Hace 20 meses Boca volvió a mirar al cielo, volvió a creer. Hasta que la realidad se abatió sobre el mundo azul y oro. La copa se escapó, el campeonato se diluyó, los hombres que pidió Bianchi, y se los trajeron, no funcionaron, las defensas fueron un tembladeral constante y los ataques eran flanes. Lo único que le quedó a los boquenses fue aferrarse a otro semidios: Román. Su solo nombre sacudía a los ancestros y a las generaciones actuales. Se tiraron flores Bianchi y Riquelme: entre los dos iban a llevar el barco a buen puerto. Hasta que, con sus intermitencias de los últimos tiempos, Riquelme, el hombre del gesto ausente, transpiró sus últimas gotas, agachó la frente y asumió su destino: volvió a ser un expatriado de la Boca.
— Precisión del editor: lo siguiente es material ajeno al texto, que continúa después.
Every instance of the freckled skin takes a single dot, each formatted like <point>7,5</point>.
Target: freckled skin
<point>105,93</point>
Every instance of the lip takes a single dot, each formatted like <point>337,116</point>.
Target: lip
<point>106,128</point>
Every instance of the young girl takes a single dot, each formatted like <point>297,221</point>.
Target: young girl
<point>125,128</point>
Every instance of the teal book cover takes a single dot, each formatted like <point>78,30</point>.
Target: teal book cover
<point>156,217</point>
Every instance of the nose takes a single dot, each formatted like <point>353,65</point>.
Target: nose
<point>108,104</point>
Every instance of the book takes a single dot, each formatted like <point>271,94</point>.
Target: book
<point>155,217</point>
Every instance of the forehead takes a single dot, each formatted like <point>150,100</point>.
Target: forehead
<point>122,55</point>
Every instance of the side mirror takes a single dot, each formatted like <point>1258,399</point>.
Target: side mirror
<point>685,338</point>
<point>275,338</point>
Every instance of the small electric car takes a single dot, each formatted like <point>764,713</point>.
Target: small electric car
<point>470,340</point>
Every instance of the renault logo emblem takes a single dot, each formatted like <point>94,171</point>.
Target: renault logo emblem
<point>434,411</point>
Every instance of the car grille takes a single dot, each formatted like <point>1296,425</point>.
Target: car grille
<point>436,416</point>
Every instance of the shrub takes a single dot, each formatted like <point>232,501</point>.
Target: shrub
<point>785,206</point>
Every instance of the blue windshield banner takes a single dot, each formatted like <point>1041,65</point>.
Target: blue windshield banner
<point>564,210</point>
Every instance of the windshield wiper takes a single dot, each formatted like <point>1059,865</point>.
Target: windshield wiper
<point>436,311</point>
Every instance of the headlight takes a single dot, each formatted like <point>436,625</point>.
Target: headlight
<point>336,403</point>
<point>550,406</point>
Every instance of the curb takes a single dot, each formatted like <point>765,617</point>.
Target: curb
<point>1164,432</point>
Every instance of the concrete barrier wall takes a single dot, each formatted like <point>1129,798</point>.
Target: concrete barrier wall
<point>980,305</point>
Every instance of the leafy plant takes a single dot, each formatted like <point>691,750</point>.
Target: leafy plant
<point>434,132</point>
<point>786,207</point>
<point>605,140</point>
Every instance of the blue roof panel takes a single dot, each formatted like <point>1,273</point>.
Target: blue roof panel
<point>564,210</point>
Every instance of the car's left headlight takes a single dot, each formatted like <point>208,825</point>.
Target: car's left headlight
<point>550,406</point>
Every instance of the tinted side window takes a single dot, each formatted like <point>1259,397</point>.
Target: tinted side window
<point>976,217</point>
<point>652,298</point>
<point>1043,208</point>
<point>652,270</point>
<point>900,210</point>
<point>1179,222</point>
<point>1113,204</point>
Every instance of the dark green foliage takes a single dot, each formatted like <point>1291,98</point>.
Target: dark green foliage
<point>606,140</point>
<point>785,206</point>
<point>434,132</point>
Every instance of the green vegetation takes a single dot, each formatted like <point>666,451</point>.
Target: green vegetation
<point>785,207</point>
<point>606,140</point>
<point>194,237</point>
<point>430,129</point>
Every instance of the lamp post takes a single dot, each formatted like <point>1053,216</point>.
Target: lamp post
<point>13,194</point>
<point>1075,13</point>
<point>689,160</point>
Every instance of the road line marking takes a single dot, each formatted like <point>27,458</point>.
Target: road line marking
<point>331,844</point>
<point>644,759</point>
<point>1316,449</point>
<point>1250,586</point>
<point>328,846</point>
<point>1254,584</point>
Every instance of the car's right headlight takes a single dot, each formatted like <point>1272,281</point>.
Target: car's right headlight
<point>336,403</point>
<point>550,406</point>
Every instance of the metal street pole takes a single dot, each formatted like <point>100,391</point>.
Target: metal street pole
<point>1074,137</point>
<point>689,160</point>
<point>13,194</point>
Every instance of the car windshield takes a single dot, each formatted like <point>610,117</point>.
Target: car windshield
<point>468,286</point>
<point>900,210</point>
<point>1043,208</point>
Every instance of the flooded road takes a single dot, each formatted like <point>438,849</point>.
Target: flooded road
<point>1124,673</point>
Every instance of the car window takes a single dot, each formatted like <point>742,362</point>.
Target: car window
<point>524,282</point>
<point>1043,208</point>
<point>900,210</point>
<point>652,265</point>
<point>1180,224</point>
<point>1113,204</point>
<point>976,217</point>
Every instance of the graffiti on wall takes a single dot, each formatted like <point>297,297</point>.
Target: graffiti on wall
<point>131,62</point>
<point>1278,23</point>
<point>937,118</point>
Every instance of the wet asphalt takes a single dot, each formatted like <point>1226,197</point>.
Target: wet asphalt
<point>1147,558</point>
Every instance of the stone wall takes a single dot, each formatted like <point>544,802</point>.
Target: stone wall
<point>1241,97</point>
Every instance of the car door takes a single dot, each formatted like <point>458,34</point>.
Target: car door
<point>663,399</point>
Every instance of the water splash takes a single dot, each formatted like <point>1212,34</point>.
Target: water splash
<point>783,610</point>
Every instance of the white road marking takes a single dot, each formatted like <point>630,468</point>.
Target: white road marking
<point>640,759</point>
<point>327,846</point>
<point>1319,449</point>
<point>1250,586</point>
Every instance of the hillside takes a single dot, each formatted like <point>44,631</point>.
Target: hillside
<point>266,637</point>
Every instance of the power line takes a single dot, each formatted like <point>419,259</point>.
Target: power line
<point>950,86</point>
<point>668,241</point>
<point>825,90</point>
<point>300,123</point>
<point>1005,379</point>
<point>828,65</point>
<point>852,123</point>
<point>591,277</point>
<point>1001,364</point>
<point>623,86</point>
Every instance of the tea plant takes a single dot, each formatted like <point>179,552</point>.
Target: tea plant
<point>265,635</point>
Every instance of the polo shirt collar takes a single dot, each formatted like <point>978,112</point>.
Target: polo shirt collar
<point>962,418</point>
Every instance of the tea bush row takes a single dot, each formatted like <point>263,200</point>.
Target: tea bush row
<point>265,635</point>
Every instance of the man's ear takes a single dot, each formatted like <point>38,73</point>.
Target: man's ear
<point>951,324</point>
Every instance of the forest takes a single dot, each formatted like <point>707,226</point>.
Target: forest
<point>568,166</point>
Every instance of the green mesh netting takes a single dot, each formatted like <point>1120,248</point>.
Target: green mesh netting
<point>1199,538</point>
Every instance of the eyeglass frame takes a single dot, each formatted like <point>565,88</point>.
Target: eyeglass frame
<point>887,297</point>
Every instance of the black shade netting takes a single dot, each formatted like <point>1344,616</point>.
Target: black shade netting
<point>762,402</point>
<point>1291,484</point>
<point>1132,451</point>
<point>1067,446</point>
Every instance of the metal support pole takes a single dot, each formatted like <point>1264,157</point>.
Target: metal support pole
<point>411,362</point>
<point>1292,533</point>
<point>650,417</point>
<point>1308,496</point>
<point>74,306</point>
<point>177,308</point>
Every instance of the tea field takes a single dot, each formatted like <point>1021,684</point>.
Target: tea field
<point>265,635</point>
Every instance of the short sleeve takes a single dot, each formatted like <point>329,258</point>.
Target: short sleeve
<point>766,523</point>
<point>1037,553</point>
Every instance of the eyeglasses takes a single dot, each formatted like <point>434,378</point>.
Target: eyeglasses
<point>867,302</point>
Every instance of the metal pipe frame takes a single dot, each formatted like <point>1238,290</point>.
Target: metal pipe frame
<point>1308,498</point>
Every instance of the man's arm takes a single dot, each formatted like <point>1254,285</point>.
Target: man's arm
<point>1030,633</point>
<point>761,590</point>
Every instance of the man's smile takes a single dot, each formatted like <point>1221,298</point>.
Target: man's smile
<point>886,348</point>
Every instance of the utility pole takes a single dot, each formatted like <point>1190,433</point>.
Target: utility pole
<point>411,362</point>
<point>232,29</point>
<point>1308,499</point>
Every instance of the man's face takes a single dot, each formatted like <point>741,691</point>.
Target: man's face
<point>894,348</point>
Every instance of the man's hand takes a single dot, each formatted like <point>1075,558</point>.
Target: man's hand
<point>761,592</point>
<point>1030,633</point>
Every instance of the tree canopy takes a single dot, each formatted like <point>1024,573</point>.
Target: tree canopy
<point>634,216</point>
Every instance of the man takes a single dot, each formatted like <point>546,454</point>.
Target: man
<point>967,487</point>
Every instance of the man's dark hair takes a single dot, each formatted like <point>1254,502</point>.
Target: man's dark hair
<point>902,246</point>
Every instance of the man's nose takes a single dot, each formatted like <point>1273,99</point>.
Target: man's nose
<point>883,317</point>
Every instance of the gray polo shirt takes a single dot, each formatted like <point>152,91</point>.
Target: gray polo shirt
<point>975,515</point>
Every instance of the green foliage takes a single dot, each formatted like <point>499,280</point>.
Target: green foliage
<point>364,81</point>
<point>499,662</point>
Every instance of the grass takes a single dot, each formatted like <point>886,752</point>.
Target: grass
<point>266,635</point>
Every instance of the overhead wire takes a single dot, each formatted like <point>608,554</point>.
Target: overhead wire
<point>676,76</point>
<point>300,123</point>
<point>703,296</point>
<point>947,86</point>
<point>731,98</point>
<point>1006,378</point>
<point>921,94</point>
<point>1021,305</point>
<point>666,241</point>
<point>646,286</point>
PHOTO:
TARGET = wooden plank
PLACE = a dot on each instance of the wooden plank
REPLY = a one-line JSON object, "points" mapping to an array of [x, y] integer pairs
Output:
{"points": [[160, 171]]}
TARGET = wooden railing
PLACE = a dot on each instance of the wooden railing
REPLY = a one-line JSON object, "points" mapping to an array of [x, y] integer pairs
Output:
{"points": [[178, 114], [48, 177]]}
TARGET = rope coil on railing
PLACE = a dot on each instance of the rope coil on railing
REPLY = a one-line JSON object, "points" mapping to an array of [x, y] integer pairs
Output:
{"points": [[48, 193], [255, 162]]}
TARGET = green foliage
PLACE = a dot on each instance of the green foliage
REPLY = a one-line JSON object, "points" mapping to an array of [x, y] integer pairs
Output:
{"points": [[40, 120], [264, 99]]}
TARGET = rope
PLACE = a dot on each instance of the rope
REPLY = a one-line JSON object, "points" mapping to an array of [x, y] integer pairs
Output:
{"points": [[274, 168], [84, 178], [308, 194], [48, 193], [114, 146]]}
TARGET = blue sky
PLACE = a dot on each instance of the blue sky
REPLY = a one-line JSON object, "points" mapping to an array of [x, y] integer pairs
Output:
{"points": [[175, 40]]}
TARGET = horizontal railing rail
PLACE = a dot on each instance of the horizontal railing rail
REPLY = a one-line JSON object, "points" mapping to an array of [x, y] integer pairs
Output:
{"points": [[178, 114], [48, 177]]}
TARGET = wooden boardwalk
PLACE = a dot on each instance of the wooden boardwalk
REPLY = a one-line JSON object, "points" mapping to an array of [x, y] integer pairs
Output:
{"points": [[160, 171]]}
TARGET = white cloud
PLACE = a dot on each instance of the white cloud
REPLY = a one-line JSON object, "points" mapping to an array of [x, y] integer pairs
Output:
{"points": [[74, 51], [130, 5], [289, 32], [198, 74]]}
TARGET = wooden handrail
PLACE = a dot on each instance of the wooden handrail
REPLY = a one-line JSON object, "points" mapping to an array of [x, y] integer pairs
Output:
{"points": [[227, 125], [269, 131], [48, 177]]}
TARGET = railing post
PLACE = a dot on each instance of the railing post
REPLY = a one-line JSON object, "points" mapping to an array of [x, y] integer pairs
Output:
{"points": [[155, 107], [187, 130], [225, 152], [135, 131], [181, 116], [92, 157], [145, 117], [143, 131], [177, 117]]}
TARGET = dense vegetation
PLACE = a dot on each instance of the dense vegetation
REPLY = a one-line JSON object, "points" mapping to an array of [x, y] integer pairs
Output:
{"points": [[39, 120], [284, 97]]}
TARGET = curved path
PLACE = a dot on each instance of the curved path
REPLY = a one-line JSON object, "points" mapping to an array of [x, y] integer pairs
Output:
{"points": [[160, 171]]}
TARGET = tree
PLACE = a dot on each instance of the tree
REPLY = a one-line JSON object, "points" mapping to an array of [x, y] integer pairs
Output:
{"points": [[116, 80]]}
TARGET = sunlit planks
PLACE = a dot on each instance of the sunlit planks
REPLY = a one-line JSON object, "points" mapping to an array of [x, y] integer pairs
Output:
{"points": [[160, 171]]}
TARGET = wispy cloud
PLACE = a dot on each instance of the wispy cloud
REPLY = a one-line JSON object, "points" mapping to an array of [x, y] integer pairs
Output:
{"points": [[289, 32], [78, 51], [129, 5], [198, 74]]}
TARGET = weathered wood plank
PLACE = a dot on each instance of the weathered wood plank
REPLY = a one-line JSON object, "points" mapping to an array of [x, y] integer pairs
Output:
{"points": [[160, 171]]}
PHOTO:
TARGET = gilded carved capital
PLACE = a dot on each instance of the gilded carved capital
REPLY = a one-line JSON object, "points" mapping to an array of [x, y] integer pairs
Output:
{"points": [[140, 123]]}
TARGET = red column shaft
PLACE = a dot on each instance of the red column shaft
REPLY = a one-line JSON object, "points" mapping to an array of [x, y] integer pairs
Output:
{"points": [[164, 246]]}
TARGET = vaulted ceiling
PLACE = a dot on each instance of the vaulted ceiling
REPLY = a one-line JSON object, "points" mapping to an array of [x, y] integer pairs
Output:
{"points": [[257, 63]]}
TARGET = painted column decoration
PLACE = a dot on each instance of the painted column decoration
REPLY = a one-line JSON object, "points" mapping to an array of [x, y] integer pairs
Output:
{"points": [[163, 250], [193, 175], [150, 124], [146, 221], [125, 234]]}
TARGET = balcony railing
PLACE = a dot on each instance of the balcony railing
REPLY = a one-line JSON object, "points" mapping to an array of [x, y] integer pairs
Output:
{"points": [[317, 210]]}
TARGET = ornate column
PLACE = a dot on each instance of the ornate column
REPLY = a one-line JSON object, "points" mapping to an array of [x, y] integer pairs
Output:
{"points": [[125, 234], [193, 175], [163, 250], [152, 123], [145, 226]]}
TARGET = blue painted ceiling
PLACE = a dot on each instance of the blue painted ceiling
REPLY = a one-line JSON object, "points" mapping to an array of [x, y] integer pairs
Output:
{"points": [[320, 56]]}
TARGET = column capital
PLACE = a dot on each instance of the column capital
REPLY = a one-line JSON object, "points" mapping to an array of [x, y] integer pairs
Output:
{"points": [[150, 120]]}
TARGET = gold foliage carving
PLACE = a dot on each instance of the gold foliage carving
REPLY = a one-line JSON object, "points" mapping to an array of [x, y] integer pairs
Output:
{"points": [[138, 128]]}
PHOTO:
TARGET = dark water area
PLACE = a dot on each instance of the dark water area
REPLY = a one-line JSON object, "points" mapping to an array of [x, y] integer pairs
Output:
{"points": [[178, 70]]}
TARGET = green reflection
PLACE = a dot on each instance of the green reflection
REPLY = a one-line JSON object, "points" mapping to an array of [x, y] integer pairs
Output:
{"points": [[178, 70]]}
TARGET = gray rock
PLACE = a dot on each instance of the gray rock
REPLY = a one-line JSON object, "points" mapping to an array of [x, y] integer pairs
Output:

El ex crack acusó al Virrey de no haberlo defendido, sin tener en cuenta que Bianchi ya no tallaba en Boca; por imperio de los resultados se había transformado en un fantasma del pasado glorioso. Y como todos sabemos, las glorias ganadas quedan en los cuadros, la tribuna vive el presente, la hinchada no tiene paciencia, los dirigentes de Boca, que ya hace rato que no están encabezados por ninguna figura preponderante, son tan humanos como el que más, en lo que a desorientación se refiere.
Desmembrada la ilusión, decaídos los ánimos, gastadas las gargantas de tanto aliento vano, Boca ahora trata de renovarse a los manotazos. Es que no hay tiempo para pensar y eso es muy malo, aunque el hecho de pensar esté devaluado. Boca, que como reza la historia “es un sentimiento, un estado de ánimo”, no puede razonar objetivamente. Las tribunas laten, su ritmo dice ¿qué te pasa Boca?
Y a Boca Juniors, no nos podemos engañar, le sucede lo que a todo el fútbol argentino. Se cortaron líneas de enseñanza, desapareció el espíritu del potrero, los pibes pegados al alambrado perdieron los ejemplos en los que se apoyaban; hasta la pelota, que era nuestro amor de chicos, no recibe más caricias, sólo la tratan a las patadas. Nadie sabe cómo manejarla. Desde la infinita nebulosa en la que ahora habitan, sufren Angelito Labruna y René Pontoni, Tucho Méndez y Capote De la Mata, Heleno Da Freitas y Eliseo Mouriño, ven cómo la pelota ahora solamente choca y rebota.
La velocidad desbocada, la fuerza física mal utilizada, la picardía transformada en solución artera, han alterado completamente la esencia del fútbol. ¿Quién baja una pelota ahuecando el pecho? ¿Quién la lleva cortito contra el pie? ¿Quién sabe dónde pegarle para guiar su rumbo a la red? El fútbol, “la dinámica de lo impensado”, como decía Dante Panzeri, se ha convertido en el vértigo de lo inaudito.
Así, sin saber por qué, los hinchas, que ahora para colmo ven a su equipo fecha por medio, conforman una especie de manada loca que no encuentra el madero al que aferrarse para seguir a flote. Manotea en busca de una estrella guía. Por lo tanto, cree en los Reyes Magos. Por eso cuando los Bianchi, los Merlo, los Ramón Díaz, los desilusionan hasta el fondo de su alma quedan a la deriva, porque hasta los colores de las camisetas les ha desvirtuado el marketing. Boca Juniors, el principal representante histórico del fútbol argentino en el exterior, desde aquella iniciática gira de 1925 en la que enarbolaba su bandera futbolística un crack como Roberto Cherro, Boca, digo, no escapa a la generalidad, como distintivo de una época en la que los colores de nuestras amadas camisetas lucen sólo distintos tonos de gris.